Sydney Monorail - a Photo Essay
photos and commentary by Kim Pedersen
Editor's Note: After 25 years, the Sydney Monorail closed on June 30, 2013. The 3.6-kilometer loop peoplemover monorail had been the subject of debate since it opened. During its lifetime it was mostly ridden by tourists, but the final days of the monorail saw a spike in local patronage. Riders clambered for a chance to get a last ride on the iconic Von Roll-built system. The system, like many other Von Roll-built monorails, was plagued with technical problems since opening. Sources with firsthand knowledge have told The Monorail Society that the operator company also did a less than stellar job maintaining Sydney Monorail.
Welcome to Sydney, Australia. Sydney is the most populous city in Australia. It's known for its iconic Sydney Harbour Bridge, Sydney Opera House, and amongst we monorailists, one of the most photogenic urban monorails in the world. If you compare the above picture with the map below, you'll see that we are looking down on much of the Sydney Monorail route. That big white-roofed building in the foreground is the Sydney Exhibition Centre. In the distance it's possible to spot the Sydney Harbour Bridge, and to the right of it, the jagged-edged Sydney Opera House.
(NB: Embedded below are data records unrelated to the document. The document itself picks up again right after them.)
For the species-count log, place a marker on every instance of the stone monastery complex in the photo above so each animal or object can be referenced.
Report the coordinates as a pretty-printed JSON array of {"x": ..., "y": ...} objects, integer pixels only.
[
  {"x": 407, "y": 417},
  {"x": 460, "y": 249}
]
The monorail is a single-line loop, which somewhat limits its usefullness as peoplemover. The flaw of a single line peoplemover loops can be explained with the above map. If you were to get on the monorail at City Centre and ride it down to Darling Park, it's a relatively short ride. If you want to return from Darling Park back to City Centre, you would then be forced to ride the rest of the entire loop and stop at six stations along the way. That's no problem for monorailists that enjoy the ride, as a complete loop ride is still less than 15 minutes, but perhaps an unwelcome time addition for locals interested in the quickest transport during their lunch break. The Sydney Monorail still does provide a valuable transit link between popular destinations in and near downtown, and a full loop ride is a wonderful way to take in the sights of the city. It carries around four million passengers each year. As we take our tour, I recommend using the above map to keep track of where we are.
One of the great things about riding a monorail is the view from above. I like 'the view from above' in other ways too, whether it's an airplane, on a mountain or way up in a tower. To get a better view of Sydney, my family and I zipped up to the top of Sydney Tower. You'll see several images taken from up there in this essay. This one illustrates the main function of the Sydney Monorail, which is to connect downtown (bottom), with Darling Harbour (top). Darling Harbour is a giant redevelopment area of what was once a derelict part of Sydney's commercial port. In the 1980s it was redeveloped as a pedestrian and tourist precinct. The Sydney Monorail was built by Von Roll Monorail of Switzerland and opened in July of 1988.
As I like to do in our photo essays, we'll follow the track in our tour. We start at City Centre, where the monorail station is built into the building. I love stations like this, but there really aren't that many of them. Since Sydney Monorail is a 3.6 kilometer loop, we will return to this spot!
Like many cities, Sydney is filled with contrasts in architecture and style. The modern look of the totally automated monorail arguably blends in well with old and new buildings alike. We're on Market Street heading towards the harbour, the ornate building behind the train is QVB (Queen Victoria Building-1898). Shoppers, be sure to check it out!
Here's our first look at Sydney Tower, as seen on one of the most creative aspects of the Sydney Monorail. To appease NIMBYs that didn't like the idea of 'ugly' monorail structure in their downtown (some continue to whine and moan about it), the designers of the system added marbled pylon supports with mirrored supports in so-called sensitive areas. They look fantastic and did not add much to the final cost of the system. The system was designed and built in a record 26 months.
Here's your classic Kodak Photo Spot for Sydney Monorail. The track makes a graceful crossing of both Market and Clarence Streets as it descends down a hill towards the harbour. Sydney Tower and the skyline add to the appeal for photographers, yours truly included.